When purified Amuc_1100 is given to mice it exerts the same effects as the live or heat-killed bacteria. The reason why the heat-killed produces better effects than the live form of A. muciniphila is that it removes the exopolysaccharides coating, but leaves the Amuc_1100 intact.
Enhancing the Growth of A. muciniphila in the Human Microbiome
- muciniphila is not expected to be commercially available as a probiotic until 2021, but I don’t think that is a big deal. As I have written in the past, we are becoming obsessed with the microorganisms and not focusing enough on creating the right intestinal environment to grow our own microbiome version of the Garden of Eden. Focusing on creating the right “soil” to grow A. muciniphila and other beneficial probiotics is in my opinion a more rational approach to establishing the optimum microbiome.
There are a few things that have been shown to be effective in promoting the growth of A. muciniphila, most notably a FODMAP diet, prebiotics, fish oils, and berberine:
FODMAP Diet
FODMAPs is an acronym for:
- Fermentable – foods that are quicken broken down (fermented) by bacteria in the large intestine
- Oligosaccharides – “oligo” means “few” and “saccharide” means sugar. These molecules are made up of individual sugars joined together in a chain. Beans are a common source of oligosaccharides.
- Disaccharides – “di” means two sugar, so a disaccharide is composed of two sugar molecules bonded together. Sucrose is a disaccharide.
- Monosaccharides – “mono” means single, so a monosaccharide is a single sugar molecule. Fructose is a monosaccharide.
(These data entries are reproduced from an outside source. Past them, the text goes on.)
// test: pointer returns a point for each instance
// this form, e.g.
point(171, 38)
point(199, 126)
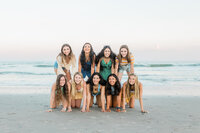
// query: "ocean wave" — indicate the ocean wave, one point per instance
point(165, 65)
point(24, 73)
point(43, 65)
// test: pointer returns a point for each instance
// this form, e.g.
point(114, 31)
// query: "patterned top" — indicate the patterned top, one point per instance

- And Polyols – these are sugar alcohols often used as sweeteners. Some examples are xylitol, maltitol, and erythritol
Clearly, not all FODMAPs are health promoting. Here is a list of some common foods and ingredients that are high in health promoting FODMAPs:
- Vegetables: artichokes, asparagus, broccoli, beetroot, brussels sprouts, cabbage, cauliflower, garlic, fennel, leaks, mushrooms, okra, onions, peas, shallots.
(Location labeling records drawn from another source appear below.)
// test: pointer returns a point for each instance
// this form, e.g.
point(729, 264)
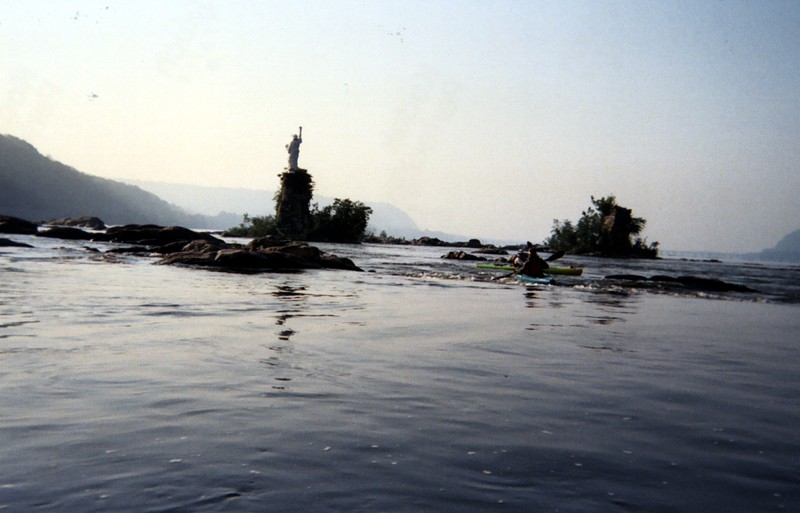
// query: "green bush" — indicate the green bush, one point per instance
point(343, 221)
point(604, 229)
- Fruit: apples, apricots, blackberries, boysenberries, cherries, dates, figs, pears, peaches, watermelon.
- Legumes: beans, chickpeas, lentils, red kidney beans, baked beans, soybeans.
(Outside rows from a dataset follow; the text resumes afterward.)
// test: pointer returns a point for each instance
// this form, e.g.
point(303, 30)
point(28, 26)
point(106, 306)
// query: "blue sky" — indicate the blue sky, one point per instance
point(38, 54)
- Non-gluten grains: oats, amaranth, buckwheat, rice (brown, white, wild), millet, quinoa, and sorghum
Prebiotics
Prebiotic fermentable dietary fibers such as inulin, various oligosaccharides (fructo-, malto-, and xylo-), pectin, tapioca fiber, acacia gum and resistant starch. I recommend taking a total of 3 to 5 grams daily of one or more of these fibers.
Fish Oils
The omega-3 fatty acids in fish oils exert profound effects on the microbiome including an ability to increase levels of A. muciniphila. Fish oils providing higher levels of DHA to EPA exerts a more profound effect on the microbiome and greater anti-inflammatory effects, especially in the gut. The ideal ratio appears to be DHA 4: EPA 2: DPA 1. Interestingly, this ratio is very close to what is seen in wild salmon species. I recommend a minimum of 600 mg of omega-3 fatty acids daily.
Berberine
Berberine is an alkaloid found in many plants, but most notably in goldenseal (Hydrastis canadensis) and barberry (Berberis vulgaris). Berberine exerts significant beneficial effects on digestive health and the microbiome including increasing the levels of A. muciniphila. This effects partially explains its positive results in clinical trials in improving blood sugar control in type 2 diabetes, lowering blood lipid levels better than statins, and improving liver function. Take 500 mg two to three times daily if you are dealing with any of these metabolic disorders.